Tuesday, April 28, 2015

'Unintelligible at any speed'


That phrase about sums up an era that ended decades ago.

Evidently, Jack Ely, the singer of the ultimate party song "Louie, Louie" performed in 1963 by The Kingsmen from Portland, has died just up the road in Redmond.

I remember the song well as it was considered dirty and you were somehow breaking some taboo just by listening to it.

It was rumored at the time to be investigated for its questionable lyrics.

Well, it was confirmed later that yes, indeed, the FBI made an exhaustive probe of the "obscene" lyrics and issued a 455-page report that determined the words were "unintelligible at any speed."

Is that not hilarious?

Of course, if you survived the Sixties, it was further proof that those in power had no idea what was going on and deserved the upheaval that followed.

Actually, "Louie, Louie" was more representative of the 1950s than the 1960s. The song, by Richard Berry, first came out in 1957.  Yes, another case where a song by an African-American becomes iconic after a lily-white band performs it.

By the end of 1963, everything would change. The Beatles second album, and it's first to be released in the U.S., came out on Nov. 22 of that year.
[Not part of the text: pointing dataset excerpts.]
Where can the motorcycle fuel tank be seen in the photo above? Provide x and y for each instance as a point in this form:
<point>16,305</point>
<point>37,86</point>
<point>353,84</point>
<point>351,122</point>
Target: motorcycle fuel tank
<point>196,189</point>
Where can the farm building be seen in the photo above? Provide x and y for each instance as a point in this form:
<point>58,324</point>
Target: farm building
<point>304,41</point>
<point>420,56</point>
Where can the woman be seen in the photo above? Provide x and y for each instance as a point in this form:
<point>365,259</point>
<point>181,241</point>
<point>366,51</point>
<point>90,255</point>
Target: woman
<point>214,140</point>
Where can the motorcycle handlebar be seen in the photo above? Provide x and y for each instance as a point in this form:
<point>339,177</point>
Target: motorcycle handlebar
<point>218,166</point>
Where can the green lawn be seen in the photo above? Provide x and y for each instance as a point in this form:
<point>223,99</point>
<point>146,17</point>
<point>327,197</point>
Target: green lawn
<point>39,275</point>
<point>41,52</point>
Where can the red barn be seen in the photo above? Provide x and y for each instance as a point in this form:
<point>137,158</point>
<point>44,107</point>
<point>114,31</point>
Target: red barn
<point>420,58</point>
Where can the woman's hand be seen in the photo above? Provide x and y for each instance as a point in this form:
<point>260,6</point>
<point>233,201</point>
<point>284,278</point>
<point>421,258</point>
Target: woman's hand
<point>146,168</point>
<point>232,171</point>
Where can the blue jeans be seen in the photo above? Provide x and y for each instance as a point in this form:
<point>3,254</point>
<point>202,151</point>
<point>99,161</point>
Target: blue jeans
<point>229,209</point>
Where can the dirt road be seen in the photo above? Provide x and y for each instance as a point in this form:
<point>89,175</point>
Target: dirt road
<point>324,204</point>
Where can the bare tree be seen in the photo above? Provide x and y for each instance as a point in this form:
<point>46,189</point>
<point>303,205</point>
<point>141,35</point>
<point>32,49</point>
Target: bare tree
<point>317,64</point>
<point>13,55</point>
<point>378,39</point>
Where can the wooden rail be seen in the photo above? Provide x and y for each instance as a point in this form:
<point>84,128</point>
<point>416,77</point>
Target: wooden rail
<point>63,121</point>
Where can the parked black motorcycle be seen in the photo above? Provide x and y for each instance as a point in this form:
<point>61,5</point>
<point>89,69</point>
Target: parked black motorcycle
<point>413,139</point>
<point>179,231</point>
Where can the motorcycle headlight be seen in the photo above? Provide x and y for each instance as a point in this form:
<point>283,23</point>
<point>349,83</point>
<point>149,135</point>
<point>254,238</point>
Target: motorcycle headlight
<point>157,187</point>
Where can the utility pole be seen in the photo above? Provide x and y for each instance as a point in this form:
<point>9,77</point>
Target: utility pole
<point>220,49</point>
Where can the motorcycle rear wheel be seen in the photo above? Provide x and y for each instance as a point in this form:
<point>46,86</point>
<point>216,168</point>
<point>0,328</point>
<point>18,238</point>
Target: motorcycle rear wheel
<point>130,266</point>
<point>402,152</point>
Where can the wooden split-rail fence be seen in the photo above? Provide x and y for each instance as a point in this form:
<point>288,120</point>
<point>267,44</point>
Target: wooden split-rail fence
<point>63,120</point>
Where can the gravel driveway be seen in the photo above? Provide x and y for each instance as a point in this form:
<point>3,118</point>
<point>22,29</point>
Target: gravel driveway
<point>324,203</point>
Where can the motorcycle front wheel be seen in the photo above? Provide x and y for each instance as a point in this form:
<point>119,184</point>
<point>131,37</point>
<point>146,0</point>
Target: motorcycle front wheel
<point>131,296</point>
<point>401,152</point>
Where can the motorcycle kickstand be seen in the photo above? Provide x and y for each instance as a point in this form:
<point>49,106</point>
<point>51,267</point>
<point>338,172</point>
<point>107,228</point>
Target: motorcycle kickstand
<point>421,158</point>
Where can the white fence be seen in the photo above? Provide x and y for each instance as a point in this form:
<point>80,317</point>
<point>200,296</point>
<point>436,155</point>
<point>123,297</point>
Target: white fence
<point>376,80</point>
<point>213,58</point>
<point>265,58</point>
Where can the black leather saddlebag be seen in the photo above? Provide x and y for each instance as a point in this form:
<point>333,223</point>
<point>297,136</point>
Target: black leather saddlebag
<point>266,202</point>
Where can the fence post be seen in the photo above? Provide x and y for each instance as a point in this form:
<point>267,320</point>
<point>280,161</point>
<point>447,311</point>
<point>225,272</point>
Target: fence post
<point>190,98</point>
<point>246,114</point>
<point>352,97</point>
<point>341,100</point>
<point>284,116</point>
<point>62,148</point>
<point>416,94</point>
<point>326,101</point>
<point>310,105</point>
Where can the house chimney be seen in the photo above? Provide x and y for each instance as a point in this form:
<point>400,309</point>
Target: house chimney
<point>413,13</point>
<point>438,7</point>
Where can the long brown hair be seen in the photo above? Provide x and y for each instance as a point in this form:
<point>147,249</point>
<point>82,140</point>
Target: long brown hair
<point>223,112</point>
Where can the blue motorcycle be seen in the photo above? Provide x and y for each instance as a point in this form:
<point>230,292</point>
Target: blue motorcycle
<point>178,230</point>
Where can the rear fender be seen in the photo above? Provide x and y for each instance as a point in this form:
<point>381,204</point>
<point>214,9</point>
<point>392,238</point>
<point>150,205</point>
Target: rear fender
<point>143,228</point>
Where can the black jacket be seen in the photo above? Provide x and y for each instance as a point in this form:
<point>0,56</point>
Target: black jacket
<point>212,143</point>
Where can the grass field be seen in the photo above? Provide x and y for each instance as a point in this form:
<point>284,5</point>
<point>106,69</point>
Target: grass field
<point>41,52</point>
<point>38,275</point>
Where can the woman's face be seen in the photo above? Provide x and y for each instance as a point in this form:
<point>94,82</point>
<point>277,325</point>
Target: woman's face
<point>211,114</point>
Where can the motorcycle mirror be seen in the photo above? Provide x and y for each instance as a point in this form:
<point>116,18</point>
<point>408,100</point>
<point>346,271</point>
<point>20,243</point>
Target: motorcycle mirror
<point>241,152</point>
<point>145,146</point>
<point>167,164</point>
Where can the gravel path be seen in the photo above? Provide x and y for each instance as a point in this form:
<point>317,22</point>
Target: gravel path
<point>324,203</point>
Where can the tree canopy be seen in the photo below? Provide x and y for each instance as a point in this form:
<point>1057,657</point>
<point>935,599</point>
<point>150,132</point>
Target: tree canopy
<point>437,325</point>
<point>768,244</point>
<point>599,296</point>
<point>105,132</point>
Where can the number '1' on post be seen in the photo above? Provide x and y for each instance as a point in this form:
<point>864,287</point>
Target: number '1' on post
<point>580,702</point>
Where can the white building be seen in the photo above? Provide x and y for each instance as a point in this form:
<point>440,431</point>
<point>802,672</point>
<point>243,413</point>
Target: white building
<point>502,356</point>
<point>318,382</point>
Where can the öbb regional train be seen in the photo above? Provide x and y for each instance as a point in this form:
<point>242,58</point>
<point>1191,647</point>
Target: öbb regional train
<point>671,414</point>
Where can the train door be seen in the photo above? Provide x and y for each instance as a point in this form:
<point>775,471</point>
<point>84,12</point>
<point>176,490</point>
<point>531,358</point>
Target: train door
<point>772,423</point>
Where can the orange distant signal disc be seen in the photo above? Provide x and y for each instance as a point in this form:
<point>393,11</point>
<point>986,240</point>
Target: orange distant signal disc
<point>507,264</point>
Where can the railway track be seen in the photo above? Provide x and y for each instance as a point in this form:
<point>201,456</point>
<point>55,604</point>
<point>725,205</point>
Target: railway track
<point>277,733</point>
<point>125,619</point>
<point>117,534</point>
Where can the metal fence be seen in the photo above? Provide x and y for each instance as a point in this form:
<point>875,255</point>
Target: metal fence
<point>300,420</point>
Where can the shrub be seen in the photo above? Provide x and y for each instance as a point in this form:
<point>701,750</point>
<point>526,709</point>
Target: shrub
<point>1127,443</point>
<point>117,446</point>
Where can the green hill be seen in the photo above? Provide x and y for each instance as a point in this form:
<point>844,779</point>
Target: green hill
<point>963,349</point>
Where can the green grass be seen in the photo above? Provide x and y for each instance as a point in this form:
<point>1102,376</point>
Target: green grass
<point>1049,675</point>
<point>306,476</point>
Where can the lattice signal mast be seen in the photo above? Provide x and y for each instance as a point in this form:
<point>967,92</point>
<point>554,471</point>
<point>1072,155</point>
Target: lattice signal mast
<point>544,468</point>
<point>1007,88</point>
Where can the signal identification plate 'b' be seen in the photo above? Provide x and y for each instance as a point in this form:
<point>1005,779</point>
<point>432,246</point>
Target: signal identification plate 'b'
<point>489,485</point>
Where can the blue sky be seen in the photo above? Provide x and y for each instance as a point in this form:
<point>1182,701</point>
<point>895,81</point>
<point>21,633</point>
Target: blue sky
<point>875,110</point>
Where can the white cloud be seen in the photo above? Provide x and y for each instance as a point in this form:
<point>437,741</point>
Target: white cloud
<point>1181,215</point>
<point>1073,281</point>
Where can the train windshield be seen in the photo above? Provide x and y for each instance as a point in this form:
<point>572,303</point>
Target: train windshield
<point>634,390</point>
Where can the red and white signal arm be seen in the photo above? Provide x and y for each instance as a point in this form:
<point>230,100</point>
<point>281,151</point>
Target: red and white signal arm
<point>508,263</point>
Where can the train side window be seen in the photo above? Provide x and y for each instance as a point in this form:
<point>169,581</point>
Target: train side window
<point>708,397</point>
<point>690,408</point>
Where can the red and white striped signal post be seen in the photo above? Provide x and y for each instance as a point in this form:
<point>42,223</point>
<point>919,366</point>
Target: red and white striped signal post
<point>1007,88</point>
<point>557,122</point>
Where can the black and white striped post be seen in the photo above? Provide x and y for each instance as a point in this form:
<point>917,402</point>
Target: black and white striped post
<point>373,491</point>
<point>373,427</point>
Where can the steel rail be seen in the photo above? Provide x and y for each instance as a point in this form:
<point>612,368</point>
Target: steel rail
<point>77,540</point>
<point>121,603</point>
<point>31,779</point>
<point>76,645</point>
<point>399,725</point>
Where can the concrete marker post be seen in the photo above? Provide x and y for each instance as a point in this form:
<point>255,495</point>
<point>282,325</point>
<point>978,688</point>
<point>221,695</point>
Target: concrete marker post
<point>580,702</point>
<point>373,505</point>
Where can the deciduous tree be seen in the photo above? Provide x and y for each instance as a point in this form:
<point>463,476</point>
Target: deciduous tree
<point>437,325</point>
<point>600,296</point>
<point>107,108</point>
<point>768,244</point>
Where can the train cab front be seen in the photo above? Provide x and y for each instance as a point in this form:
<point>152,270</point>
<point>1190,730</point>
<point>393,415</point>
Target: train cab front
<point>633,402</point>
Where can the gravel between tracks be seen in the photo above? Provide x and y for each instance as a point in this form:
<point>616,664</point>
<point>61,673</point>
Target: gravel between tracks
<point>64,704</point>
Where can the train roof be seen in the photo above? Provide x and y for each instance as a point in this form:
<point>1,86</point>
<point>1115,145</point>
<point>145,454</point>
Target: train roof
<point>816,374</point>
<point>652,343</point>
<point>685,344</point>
What a day that was. By the time The Beatles landed in America in early 1964, this country would never be the same.

"Louie, Louie," in its own misunderstood way, represented an end of innocence, when harmless lyrics could provide such controversy.

The song lives on through countless versions and immortality in "Animal House," which was, coincidentally, filmed at the University of Oregon in Eugene.

With Ely's passing, the song's main line stands out: "We gotta go."